Individual Chocolate Guinness Cakes: Happy St. Patty’s Day!
Though B and I don’t have much in the way of Irish ancestry, that doesn’t mean we can’t enjoy a little holiday spirit on St. Patty’s Day. I’ve never been one for green beer or artificially green-colored food (bad memories from junior high when a friend brought a green bagel on a ski trip with the school ski club…ugh) — but I’m happy to enjoy chocolate guinness cake!
I’m not a big beer drinker, but surprisingly, I don’t mind Guinness as much as I thought I would. I kind of like its bitter, coffee-like flavor.

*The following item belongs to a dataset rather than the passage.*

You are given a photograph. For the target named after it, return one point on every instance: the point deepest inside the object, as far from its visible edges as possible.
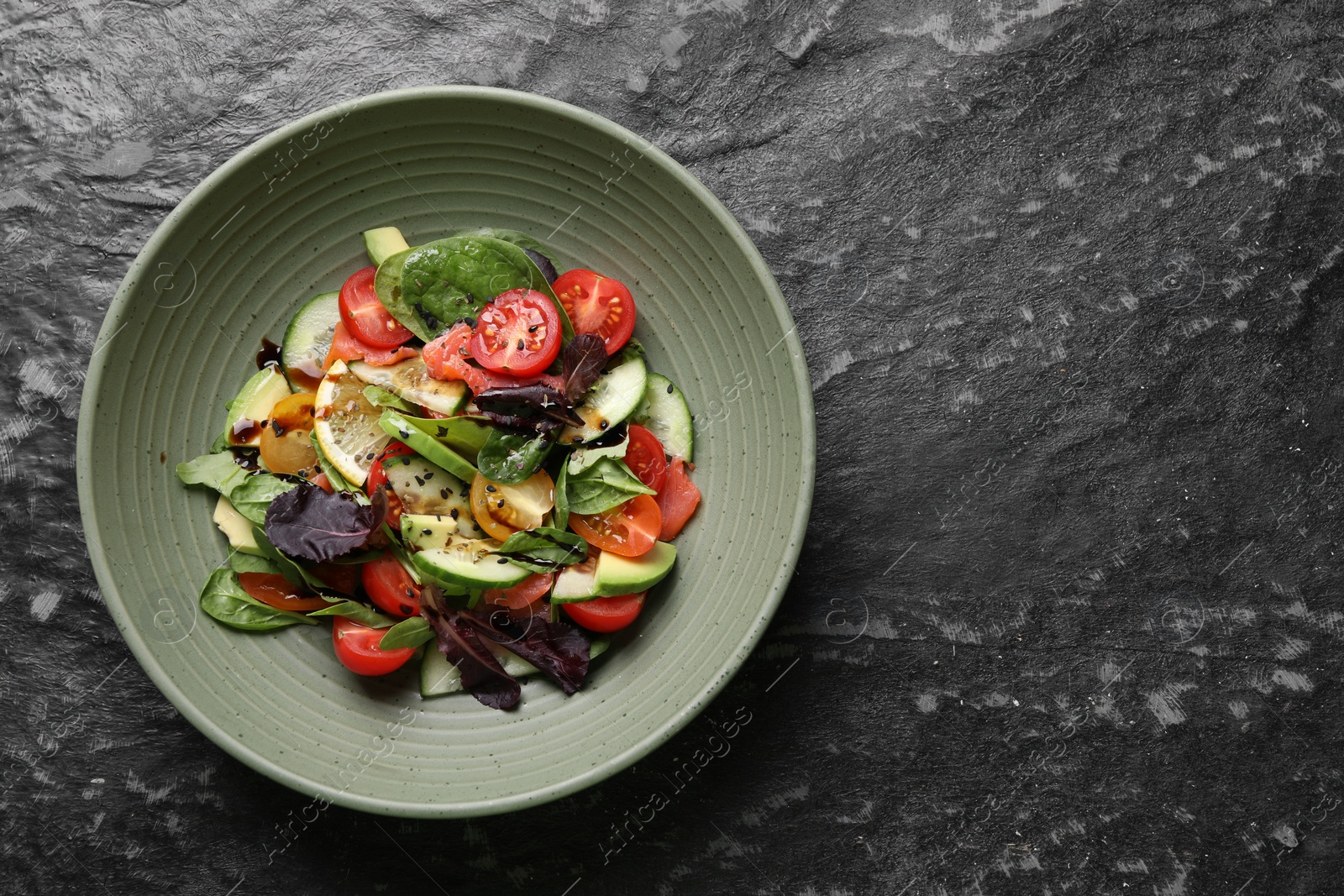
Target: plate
(281, 222)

It goes terrifically with chocolate, probably largely because of this coffee-like flavor (and I’ve already mentioned what a big fan of coffee & chocolate I am.)
Even if you don’t like Guinness, I promise you’ll like this cake. I’m serving it with some brown sugar whipped cream and a dusting of cocoa powder.
Happy St. Patrick’s Day!
Individual Chocolate Guinness Cakes
Adapted from The Cake Book by Trish Boyle
This recipe originally made one 9-inch cake, but I’ve adapted the measurements to make four individual cakes in 3/4 cup (7-oz) ramekins.
Ingredients (for 4 individual cakes)
1/3 cup + 1/4 cup all-purpose flour
1/4 cup cocoa powder
1/4 teaspoon + 1/3 teaspoon baking powder
scant 1/4 tsp baking soda
1/4 teaspoon ground cinnamon
7 tablespoons unsalted butter, at room temperature
2/3 cup packed light brown sugar
1 large egg
1/2 teaspoon vanilla extract
1/2 cup Guinness stout (do not include foam when measuring)
Preheat the oven to 325 degrees F. Generously butter four 3/4 cup (7-oz) ramekins, and dust with flour. Tap out the excess flour and set them aside.
In a small bowl, whisk together the flour, cocoa powder, baking powder, baking soda, and cinnamon.
In the bowl of an electric mixer, beat the butter on high until it’s light and fluffy. Add the brown sugar and continue to beat until light and creamy, about 3 minutes. Scrape down the sides as necessary.
Add the egg and vanilla extract, and beat until well combined, about 1 minute.
Reduce the speed to low and add the dry ingredients in three additions, alternating with the Guinness in two additions. Mix just until blended.
Use a rubber spatula to scrape the batter into the prepared ramekins. Place the ramekins on a baking sheet and bake until a sharp knife inserted into the center of the cake comes out clean, about 33-35 minutes.
Cool the cakes on a rack in the ramekins for about 15 minutes, then run a sharp knife around the insides of the ramekins and invert to remove the cakes. Cool the cakes completely on the rack.
Brown Sugar Whipped Cream
1/2 cup heavy whipping cream
1 tablespoon light brown sugar
1/2 tsp vanilla extract
Using an electric mixer, beat the ingredients together at high speed until soft peaks form. Dollop over the tops of the cakes.
To dust with cocoa, place the cocoa in a small mesh strainer and hold it over the cake while you tap the side of the strainer.